Y el libro abiertamente se reconoce como tal. En la página 285 dice que estos tiempos están más cerca de las telenovelas que de los clásicos de la literatura: “Dios mío, qué historias que teje la vida cotidiana; no eran obras maestras, estaban más cerca de los culebrones venezolanos, brasileños, colombianos y mexicanos que de Cervantes y Tolstoi, sin duda”. Un culebrón donde, además, tienen entrada desde la crisis económica europea hasta el cantante canadiense Justin Biebier. Y el diablo (o una misteriosa presencia que se le parece). Y el arte. Y los museos. Y el lenguaje de Piura. Y los boleros.
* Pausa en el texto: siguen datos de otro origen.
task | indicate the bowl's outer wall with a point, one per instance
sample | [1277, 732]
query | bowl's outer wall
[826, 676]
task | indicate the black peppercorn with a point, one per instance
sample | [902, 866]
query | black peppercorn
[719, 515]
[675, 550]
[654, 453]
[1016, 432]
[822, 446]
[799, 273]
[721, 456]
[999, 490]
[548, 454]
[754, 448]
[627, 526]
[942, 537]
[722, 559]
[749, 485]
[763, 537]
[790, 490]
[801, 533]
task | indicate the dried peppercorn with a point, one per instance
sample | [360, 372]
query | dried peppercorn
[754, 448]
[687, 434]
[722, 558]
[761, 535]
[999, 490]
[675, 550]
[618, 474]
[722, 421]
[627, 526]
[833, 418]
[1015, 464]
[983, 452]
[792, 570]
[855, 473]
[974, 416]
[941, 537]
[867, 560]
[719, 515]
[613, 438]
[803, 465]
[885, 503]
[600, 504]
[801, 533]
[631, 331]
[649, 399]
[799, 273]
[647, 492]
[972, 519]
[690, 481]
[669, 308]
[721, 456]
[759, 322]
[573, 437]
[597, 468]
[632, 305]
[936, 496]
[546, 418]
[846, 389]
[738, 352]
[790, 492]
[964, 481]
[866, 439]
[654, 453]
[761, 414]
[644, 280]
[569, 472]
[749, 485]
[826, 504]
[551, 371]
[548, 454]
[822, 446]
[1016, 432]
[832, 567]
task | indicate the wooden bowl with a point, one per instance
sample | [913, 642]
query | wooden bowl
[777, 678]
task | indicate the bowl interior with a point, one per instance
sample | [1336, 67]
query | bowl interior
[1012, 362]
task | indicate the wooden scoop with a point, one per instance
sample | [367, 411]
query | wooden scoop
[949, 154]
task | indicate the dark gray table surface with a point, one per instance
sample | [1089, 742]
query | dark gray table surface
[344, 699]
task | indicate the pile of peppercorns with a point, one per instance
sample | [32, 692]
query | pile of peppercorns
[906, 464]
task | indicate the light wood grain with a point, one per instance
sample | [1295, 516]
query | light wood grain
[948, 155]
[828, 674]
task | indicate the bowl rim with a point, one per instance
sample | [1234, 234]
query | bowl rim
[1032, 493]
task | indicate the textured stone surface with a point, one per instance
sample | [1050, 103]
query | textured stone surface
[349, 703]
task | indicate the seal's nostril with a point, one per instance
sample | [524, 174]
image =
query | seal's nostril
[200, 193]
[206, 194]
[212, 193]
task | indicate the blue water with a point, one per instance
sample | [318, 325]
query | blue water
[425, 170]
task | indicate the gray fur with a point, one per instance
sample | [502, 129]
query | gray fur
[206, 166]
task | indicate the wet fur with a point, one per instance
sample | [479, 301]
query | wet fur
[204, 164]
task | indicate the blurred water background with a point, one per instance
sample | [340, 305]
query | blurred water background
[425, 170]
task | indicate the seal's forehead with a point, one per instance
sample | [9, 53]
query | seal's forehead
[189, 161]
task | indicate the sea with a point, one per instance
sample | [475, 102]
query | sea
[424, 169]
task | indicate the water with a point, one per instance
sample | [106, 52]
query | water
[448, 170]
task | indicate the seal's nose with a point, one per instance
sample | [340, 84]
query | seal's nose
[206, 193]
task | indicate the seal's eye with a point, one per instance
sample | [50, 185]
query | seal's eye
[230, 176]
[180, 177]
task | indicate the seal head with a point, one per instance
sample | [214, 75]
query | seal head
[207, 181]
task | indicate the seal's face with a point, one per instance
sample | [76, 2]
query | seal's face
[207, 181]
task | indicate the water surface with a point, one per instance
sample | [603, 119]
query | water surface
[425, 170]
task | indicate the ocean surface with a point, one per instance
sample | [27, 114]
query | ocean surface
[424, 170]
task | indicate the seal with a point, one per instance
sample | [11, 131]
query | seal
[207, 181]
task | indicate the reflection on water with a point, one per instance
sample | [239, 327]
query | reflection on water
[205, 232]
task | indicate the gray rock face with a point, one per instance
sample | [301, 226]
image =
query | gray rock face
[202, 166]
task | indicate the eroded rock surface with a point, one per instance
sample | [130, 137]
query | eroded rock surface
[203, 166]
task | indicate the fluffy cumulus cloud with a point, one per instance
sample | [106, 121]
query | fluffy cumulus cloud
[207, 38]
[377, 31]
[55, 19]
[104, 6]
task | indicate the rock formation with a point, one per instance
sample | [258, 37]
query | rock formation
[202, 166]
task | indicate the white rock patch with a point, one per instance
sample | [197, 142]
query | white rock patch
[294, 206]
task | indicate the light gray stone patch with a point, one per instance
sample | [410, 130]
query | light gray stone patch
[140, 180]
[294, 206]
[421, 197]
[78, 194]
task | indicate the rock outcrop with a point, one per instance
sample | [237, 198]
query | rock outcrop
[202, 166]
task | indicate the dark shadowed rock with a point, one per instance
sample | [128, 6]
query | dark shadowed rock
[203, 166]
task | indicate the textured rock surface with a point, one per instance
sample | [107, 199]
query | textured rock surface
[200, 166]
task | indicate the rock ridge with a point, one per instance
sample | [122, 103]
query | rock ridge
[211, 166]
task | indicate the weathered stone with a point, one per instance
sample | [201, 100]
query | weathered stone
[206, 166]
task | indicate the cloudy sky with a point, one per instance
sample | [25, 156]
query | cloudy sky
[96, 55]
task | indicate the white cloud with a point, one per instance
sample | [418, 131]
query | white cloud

Porque la literatura –la novela en concreto– por momentos es más un asunto del “cómo” que del “qué”. Y esas historias, que podrían estar a las 4 de la tarde en la televisión, están configuradas y relacionadas como un sistema narrativo que desembarca en otros terrenos, estos sí claramente de la literatura: la corrupción doméstica, la condición que pude surgir en el seno de los individuos y que los lleva en contra –incluso– de su familia. Y en ese entorno –entre amores, intrigas cotidianas, herencias, Goya o Tamara Lempicka–, surgen los héroes discretos; los desconocidos que van por ahí en luchas anónimas.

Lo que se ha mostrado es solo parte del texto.